How do you solve the triangles when the sides of $a=125,b=200$ and $\angle A={{110}^{\circ }}$. Find the other sides and measurement of angles.

Answer 1

Hint: We first use the theorem for properties of triangles \[\dfrac{a}{\sin A}=\dfrac{b}{\sin B}=\dfrac{c}{\sin C}\]. We also use the relation of angles that sum of all the angles of a triangle is ${{180}^{\circ }}$. We put the values in the relation to get the remaining angles and the sides.
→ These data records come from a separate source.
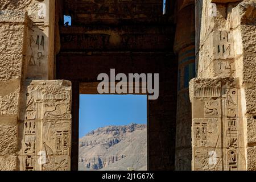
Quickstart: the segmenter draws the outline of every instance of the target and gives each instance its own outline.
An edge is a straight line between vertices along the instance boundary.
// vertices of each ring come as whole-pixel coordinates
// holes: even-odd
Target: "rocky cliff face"
[[[79,170],[146,170],[145,125],[99,128],[79,139]]]

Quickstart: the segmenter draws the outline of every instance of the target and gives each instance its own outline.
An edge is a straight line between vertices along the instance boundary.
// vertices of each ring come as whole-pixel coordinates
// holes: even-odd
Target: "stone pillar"
[[[32,1],[28,7],[26,77],[52,80],[55,1]]]
[[[191,109],[188,83],[195,76],[193,1],[178,1],[174,50],[178,55],[175,169],[191,169]]]
[[[195,1],[193,170],[255,169],[255,1]]]
[[[71,82],[32,80],[27,84],[19,169],[70,170]]]
[[[0,9],[0,170],[69,170],[71,82],[49,80],[55,1]]]
[[[9,8],[11,7],[9,6]],[[26,43],[26,13],[0,10],[0,170],[16,170],[19,102]]]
Complete step by step solution:
We have been given the values of two sides’ length and measurement of one angle.
We are going to use the relation for properties of triangles between angles and sides of a general triangle.
The relation gives that for $\Delta ABC$, we have \[\dfrac{a}{\sin A}=\dfrac{b}{\sin B}=\dfrac{c}{\sin C}\] where $a,b,c$ are the lengths of the sides and $A,B,C$ are corresponding opposite angles of the sides $a,b,c$ respectively.
We have been given that $a=125,b=200$ and $\angle A={{110}^{\circ }}$.
We put these values in the equation \[\dfrac{a}{\sin A}=\dfrac{b}{\sin B}=\dfrac{c}{\sin C}\] to get \[\dfrac{125}{\sin \left( {{110}^{\circ }} \right)}=\dfrac{200}{\sin B}=\dfrac{c}{\sin C}\]
We get \[\sin \left( {{110}^{\circ }} \right)=0.9396\].
We get the first linear equation of \[\dfrac{125}{0.9396}=\dfrac{200}{\sin B}\].
Solving the equation, we get \[\sin B=\dfrac{200\times 0.9396}{125}=1.50336\].

We know that the highest value possible for ratio sin is 1. But in this case we get \[\sin B=1.50336\] which is not possible.
Therefore, this triangle doesn’t exist.

Note: The individual ratios in the relation \[\dfrac{a}{\sin A}=\dfrac{b}{\sin B}=\dfrac{c}{\sin C}\] is equal to the $2R$ where $R$ is the circum-radius of the triangle. So, the relation is \[\dfrac{a}{\sin A}=\dfrac{b}{\sin B}=\dfrac{c}{\sin C}=2R\]. If We know two sides and the angle between them, use the cosine rule and plug in the values for the remaining sides and the angles.